Every year, Black Hat and DEF CON draw massive crowds to Las Vegas, and this year was no different: in fact, 15,000 people attended Black Hat, which goes down as the highest rate in the event’s 19-year history. DEF CON attracted an even bigger crowd of 22,000 people.
Delta Risk was well-represented this year at both events. Stephanie Ewing-Ottmers, Senior Associate, and Constantine Pavlis, Cyber Intrusion Analyst, attended various sessions and briefings at Black Hat and DEF CON respectively, and offered some insights into what stood out for them.
Black Hat 2016: Rethinking Traditional Cyber Perceptions
In the words of Stephanie Ewing-Ottmers
There was no shortage of topics and activities to focus on at Black Hat 2016. and a number of the sessions were standing room only. Given the number of briefings and training sessions you could attend (over 100 briefings and training sessions all in all), if you didn’t have a pre-planned itinerary, you weren’t going to get much accomplished.
Incident Response Remains a Common Theme
The famous statement by former FBI Director Robert Mueller about two types of companies – those that have been hacked and those that will be – needs to be expanded a bit.
The new adage is to assume that everyone has been compromised and to plan accordingly. A crucial part of the planning process comes from organizing your teams, identifying their roles, and making sure everyone is crystal clear on what their roles are.
What Security Language Do You Use?
Attackers speak their own language, so we need to find a way to keep up. Depending on what terminology your organization currently uses, you need to be ready to change things up, consider different audiences, and turn into skilled interpreters. Ultimately, having a common taxonomy plays an important role in effective incident response.
DEF CON 2016: Evolution of the Cyber Attack
In the words of Constantine Pavlis
The most obvious issue at DEF CON 24 was the shortage of space to accommodate the attendees. I spoke with dozens of attendees who waited in line for specific presentations only to be left out. The good news here (if you were able to stay at either the Paris Hotel or Bally’s) was that all of the talks were streamed to guests’ rooms.
Many people I spoke with, especially the more seasoned attendees, expressed concerns that the conference has outgrown itself. With more than 20,000 attendees and what looked like 1,000 people in each talk, you lose the ability to interact directly with the speakers. Still, the conference offered valuable presentations that were worth the wait.
Rise of the Machines
Our societal overreliance on technology was the major theme of DEF CON 24. From relatively obscure protocols run on fitness trackers to the technologies that run air traffic control, cell phone towers, and even seismological networks, technology is embedded in our everyday lives. Presenters from around the world immediately asked themselves if and how these technologies could be broken, bypassed, manipulated, and potentially weaponized.

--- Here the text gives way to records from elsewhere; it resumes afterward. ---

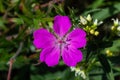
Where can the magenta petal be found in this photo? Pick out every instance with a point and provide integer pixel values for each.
(71, 56)
(78, 38)
(61, 25)
(50, 56)
(43, 38)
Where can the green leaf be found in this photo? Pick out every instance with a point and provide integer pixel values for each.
(107, 12)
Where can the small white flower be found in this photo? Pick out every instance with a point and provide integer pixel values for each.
(95, 22)
(83, 20)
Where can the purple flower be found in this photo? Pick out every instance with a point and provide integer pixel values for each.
(61, 43)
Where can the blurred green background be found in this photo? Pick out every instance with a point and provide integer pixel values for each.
(18, 20)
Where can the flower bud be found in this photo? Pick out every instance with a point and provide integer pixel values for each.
(83, 20)
(89, 18)
(96, 33)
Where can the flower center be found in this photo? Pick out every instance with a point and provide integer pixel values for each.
(63, 43)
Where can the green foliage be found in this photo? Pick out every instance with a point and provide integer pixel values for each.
(19, 18)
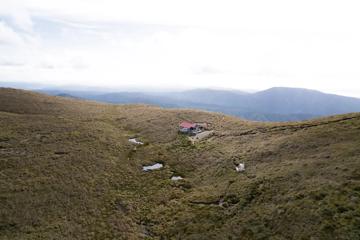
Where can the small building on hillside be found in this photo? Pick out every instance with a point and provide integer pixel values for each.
(191, 128)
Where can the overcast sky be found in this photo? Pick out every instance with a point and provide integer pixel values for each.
(254, 44)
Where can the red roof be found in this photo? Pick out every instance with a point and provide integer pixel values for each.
(187, 125)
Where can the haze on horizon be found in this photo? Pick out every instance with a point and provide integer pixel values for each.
(182, 44)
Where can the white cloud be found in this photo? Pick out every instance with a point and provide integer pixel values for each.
(8, 35)
(233, 44)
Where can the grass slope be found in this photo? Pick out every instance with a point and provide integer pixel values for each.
(67, 171)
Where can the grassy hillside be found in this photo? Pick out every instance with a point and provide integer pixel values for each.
(67, 171)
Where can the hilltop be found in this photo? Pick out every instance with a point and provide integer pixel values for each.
(68, 171)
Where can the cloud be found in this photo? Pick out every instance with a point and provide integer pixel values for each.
(8, 35)
(235, 44)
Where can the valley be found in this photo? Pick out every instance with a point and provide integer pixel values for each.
(68, 171)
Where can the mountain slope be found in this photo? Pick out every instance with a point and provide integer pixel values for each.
(69, 172)
(275, 104)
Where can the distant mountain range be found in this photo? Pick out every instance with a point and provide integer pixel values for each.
(275, 104)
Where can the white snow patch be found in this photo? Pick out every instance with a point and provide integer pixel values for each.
(176, 178)
(133, 140)
(240, 167)
(152, 167)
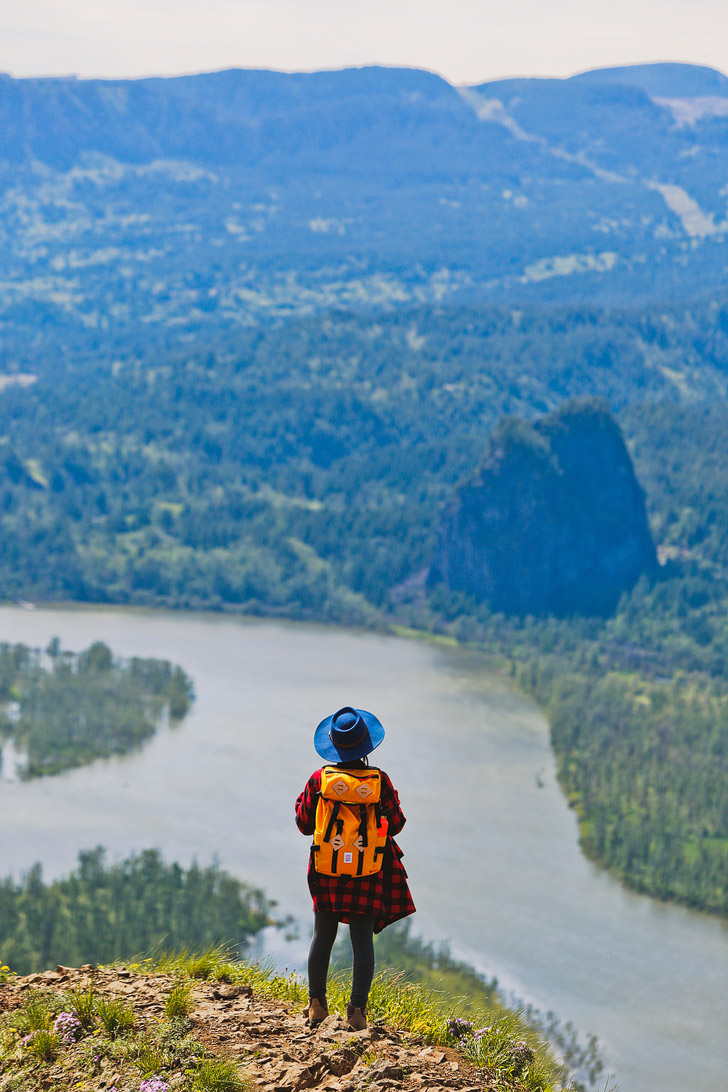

Based on the theme of certain technologies being potential targets for cyber-attacks, here were important points I noted from the talks I attended:
- Vendors of seismological devices have no sense of computer security, opening the door for remote attackers to exploit vulnerable seismographs and potentially compromise research data.
- Rogue cell towers can be used to collect content of messages, calls, and data, and all of that sensitive information can be shared while device owners are kept in the dark.
- The 9-1-1 emergency phone trust model hosted on IP networks can be exploited through new attack surfaces.
- There is a lack of preparedness against electromagnetic pulses (EMPs).
- There are critical flaws in navigational aids, secondary surveillance radar, and traffic collision avoidance System (TCAS).
Overall, despite the large crowds, we learned a lot at both conferences. As is traditionally the case with Black Hat and DEF CON, there were many thought-provoking innovations, demonstrations, and theories shared with the greater cyber security community, in addition to the incredible sights and sounds you won’t find anywhere else.